Non-Muslim Best Friend Guidance and Boundaries

Question

If a sister had a best friend who was non Muslim and now knows that you can't make a non Muslim your best friend and wants to lower their level their friendship . 2) can she make dua for her protection , guidance . Excessively. 3) keep passwords as her birth date . 4)give gifts to her . (If not , can she give gifts to all her friends and also her ) 5) keep the letters they sent each other from the past , or letters she wrote to her , about how she misses her and how she loves their friendship when they had fights , but never sent . 6)keep the friendship bracelet her friend gived her in past but doens't wear them , just keeps it collected in a box . 6) imagine scenerios , where her friend is a Muslim and they both go to masjid and travel around the world . 7) hug only her friend whenever she sees her , what if she is filled with tenderness whenever she hugs her , should she stop or if she does this to all her friends , would it be fine? 8) making special reservations for her without her knowing . Ex : if she is given opportunity to manage seating for a function in school , and chooses for her friend, a seating she thinks she would like . 9) should she change her seating , if they sit together , but everyone has their groups, so none of them would agree to change . 10) sent only her memes . 11) if she thinks her friend's mental health would be affected and decides to wait for a bit until she is alright and can move on .

Islamic Ruling & Answer

Verified

In Islam, it is allowed to treat a non-Muslim with kindness, goodwill, and fairness.
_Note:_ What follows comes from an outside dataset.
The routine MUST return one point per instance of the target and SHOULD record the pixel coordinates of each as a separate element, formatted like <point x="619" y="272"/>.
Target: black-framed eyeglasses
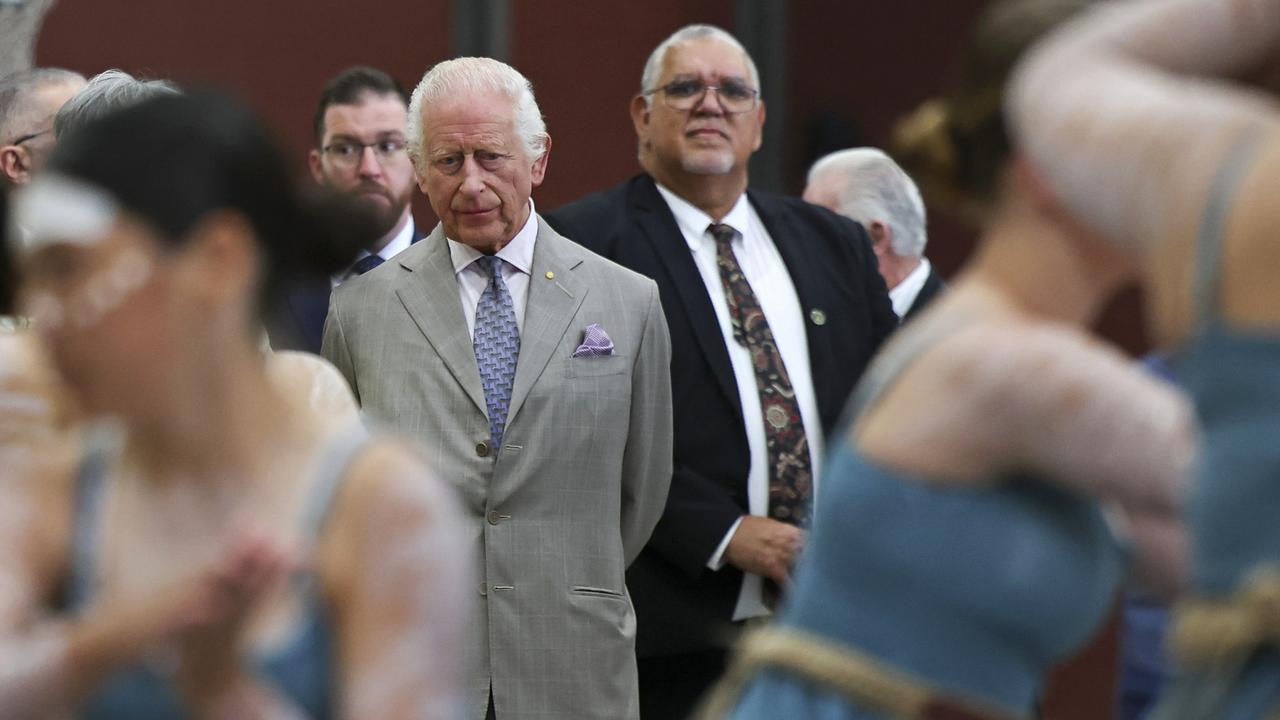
<point x="31" y="136"/>
<point x="347" y="151"/>
<point x="688" y="94"/>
Making dua for her guidance and protection, giving normal gifts, wishing good for her, or caring about her comfort is permissible — as long as it does not harm your faith or create a bond that affects your Islamic identity.

However, a “very close, heart-attached friendship” — where you give her special preference, make her your only special person, become emotionally dependent on her, or imagine scenarios that deeply attach your heart to her  should be reduced gradually. Love and deep closeness should mainly be centered around believers.

Keeping old letters or items is not sinful in itself if they do not create temptation or stir strong emotions. But if they increase emotional attachment, it is safer to let them go.